THE anti-capitalist protesters camped outside the Central Bank in Dublin’s Dame Street, those who have caused the resignation of the Dean of St Paul’s in London and the demonstrators at the New York Stock Exchange might find it difficult to understand tomorrow’s Gospel. They are not alone.
St Matthew in 25:14-30 recalls how a master before travelling abroad gives talents to his servants. A talent was then a unit of currency. The servant to whom he gives just one talent buries it in the ground and when the master returns he gives him back his talent. The other two invested their wealth and made a profit with it. The master was annoyed with the man who played safe and made no profit on the original capital.
Every time I read this parable I feel sorry for the man who is castigated by his master for not making a profit. Is it not the case that people who are poorer and less sure of themselves when it comes to investing money go for the safe option?
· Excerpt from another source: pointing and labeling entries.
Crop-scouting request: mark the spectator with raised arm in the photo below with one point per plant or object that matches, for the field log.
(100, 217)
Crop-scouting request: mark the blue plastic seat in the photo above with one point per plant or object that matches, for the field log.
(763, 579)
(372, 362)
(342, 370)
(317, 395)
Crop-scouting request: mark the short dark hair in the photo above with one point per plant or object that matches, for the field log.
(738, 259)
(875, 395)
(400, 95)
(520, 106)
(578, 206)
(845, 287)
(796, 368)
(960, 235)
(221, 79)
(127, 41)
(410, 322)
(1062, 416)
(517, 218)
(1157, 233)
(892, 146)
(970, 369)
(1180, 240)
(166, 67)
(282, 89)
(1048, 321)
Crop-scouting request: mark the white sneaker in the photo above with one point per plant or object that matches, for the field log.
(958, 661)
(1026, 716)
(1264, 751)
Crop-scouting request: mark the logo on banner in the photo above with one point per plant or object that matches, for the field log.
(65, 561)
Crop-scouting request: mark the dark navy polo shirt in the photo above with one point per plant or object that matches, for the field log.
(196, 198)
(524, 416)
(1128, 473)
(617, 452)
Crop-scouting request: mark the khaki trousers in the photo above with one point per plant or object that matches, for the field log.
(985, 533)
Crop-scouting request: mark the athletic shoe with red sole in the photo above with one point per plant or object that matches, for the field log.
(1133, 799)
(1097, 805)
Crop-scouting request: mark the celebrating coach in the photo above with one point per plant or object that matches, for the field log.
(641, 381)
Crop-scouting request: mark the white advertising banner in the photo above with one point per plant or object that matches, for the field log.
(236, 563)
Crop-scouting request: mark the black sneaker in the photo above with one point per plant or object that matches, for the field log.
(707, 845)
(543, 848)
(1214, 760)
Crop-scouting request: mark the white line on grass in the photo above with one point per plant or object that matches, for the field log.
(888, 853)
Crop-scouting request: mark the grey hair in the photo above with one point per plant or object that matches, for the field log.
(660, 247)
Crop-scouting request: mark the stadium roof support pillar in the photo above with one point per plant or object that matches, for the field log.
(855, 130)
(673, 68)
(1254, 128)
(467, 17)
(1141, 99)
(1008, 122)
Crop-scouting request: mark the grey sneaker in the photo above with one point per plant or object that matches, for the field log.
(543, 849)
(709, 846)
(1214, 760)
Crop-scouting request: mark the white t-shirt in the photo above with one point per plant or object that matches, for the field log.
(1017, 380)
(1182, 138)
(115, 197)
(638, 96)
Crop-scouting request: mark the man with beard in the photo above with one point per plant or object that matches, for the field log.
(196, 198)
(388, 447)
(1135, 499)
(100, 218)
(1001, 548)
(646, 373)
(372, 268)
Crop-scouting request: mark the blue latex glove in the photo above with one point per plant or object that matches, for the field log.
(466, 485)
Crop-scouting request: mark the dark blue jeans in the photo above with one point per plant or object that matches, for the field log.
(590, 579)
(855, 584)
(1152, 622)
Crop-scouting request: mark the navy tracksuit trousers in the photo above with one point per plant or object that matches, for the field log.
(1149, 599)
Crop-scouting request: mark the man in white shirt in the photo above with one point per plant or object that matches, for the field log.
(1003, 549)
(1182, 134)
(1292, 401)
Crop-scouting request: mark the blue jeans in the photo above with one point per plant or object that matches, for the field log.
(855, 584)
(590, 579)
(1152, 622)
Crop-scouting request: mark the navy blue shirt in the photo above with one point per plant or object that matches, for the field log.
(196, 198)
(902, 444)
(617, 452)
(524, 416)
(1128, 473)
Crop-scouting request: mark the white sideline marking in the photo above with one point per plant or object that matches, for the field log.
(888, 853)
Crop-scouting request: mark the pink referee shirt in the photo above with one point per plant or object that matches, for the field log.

Indeed, in these times of such economic uncertainty, anecdotal stories of large numbers of elderly people keeping their money under the mattress abound.
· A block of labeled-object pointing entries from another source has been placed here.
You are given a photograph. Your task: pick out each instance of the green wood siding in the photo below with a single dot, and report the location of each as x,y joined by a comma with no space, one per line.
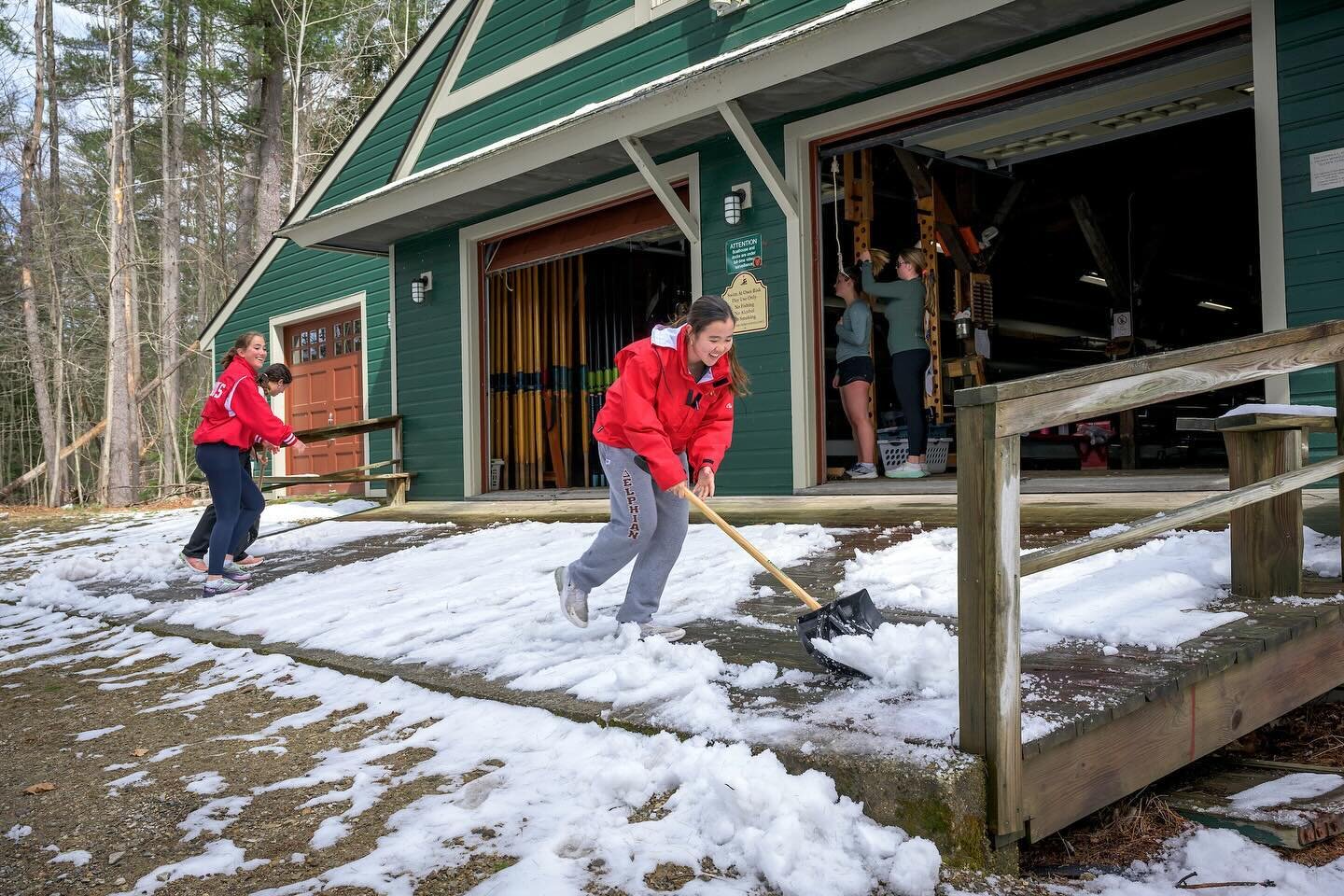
429,347
665,46
761,458
372,162
429,367
516,28
1310,119
300,278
So, surely it’s understandable why the man who got just one talent buried it and had it safe and sound for the rainy day.
The story of tomorrow’s parable forces us to stop for a moment and to think how we squander our talents. It’s an opportunity for us to ask pertinent questions about how so much talent – in the wider sense – remains unfulfilled.
Of course there are the exceptions and people who come from the most deprived backgrounds compose great music, write exhilarating literature and build magnificent bridges. But they are the great exceptions, and the majority of people who are born in poverty and destitution have little chance of breaking the cycle and achieving their God-given potential.
Last week the world celebrated the birth of the seven billionth inhabitant. Of the seven billion people on the plant one billion are starving and 2.8 billion are living on less than $2 a day. It would be difficult to believe how any of these people will ever realise their potential. Indeed, it will take the greatest brains and the best good will of the developed world to put a stop to the cancer of death and starvation.
And parallel with those horrifying statistics is the fact that we in the western world waste so much. A recent study shows that every household in Ireland wastes €1,000 annually on food.
Tomorrow’s Gospel gives us a great opportunity to think about all the talent that is lost in the world because of greed and our bad management of resources. Come to think about it, the anti-capitalist demonstrators might well find tomorrow’s Gospel a type of manifesto that is not too far removed from what they are saying.
How can any of us sleep easily in our beds in the knowledge that there is such poverty and waste running side by side? Is it not strange to think that the world markets can experience “bull runs” and slumps on what might actually be a rumour or trend? And those same markets seem oblivious to the knowledge that one in seven on our planet has not enough to eat.
In tomorrow’s Gospel the master is annoyed with the servant who buried his talents. What would he think of a world in which a billion people never get close to even one talent? A parable sets us thinking; it forces us to ask questions, especially questions that don’t sit easy with the status quo. Jesus, the man of the parables, keeps on assuring us that each one of us is made in the image and likeness of God. Surely, if we take the Gospels any way seriously it has to be clear to us that there are no elites, there are no privileges in the kingdom of God – we are all special – no exceptions. And in order for us to reach our fulfilment, we all have to play our part in helping make God’s face shine in the world.